Black Panther’s Florence Kasumba is among some notable female additions to the cast

RTL parent company Fremantle and coproducer UFA Fiction took the show to Amazon Prime, which, attracted by the drama’s international performance and binge-worthy qualities, provided a budget boost to reflect the story’s global remit and extended length, running as it does at 10 rather than eight episodes. Amazon has also committed to a third season, making the Wingers’ dream of completing the trilogy in 1989 a reality.

D86 launches in the UK tonight on More4, with the whole season available on Walter Presents after transmission of the first episode.

“Viewers now don’t care so much about where a series is from,” says Joerg, considering the show’s international success. “They want to be surprised; they’re looking for original material. We’re telling our story in a familiar way for international audiences. The whole grammar and dramaturgy of the show is in line with that. We didn’t strategically plan an international hit. Our goal from the very beginning was to make a show we would love, and if you’re really interested in something, that enthusiasm communicates somehow.”

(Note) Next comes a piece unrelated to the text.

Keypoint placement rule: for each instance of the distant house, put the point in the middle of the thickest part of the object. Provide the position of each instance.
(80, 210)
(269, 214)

Said enthusiasm is expressed most effectively, once again, through the diligent, affectionate recreation of the era. “Our make-up artists always said we tell the main story with the characters and we tell the 80s with the extras, who get the big hair and crazy stuff,” laughs Wilson.

Alongside the story, D83 stood out most for its use of music. This year there will be songs from everyone from metal legends Megadeth to synth-pop duo Pet Shop Boys and, perhaps inevitably for a show set in part in Apartheid South Africa, Paul Simon’s Graceland. Nay confides, laughing, that he has once again been lobbying for the inclusion his favourite band, The Police, whose final studio album was released back in 1983. But while he was disappointed at this omission, his passion for the new season is undiminished.

“Having two more episodes than for D83 means more characters and more layers,” he says. “Season one was following Martin; now it’s more an ensemble thing. We had to make up a vision for the first one. Now it feels bigger, and the more I saw, the more interested I got, which I think will be the same for the viewer.”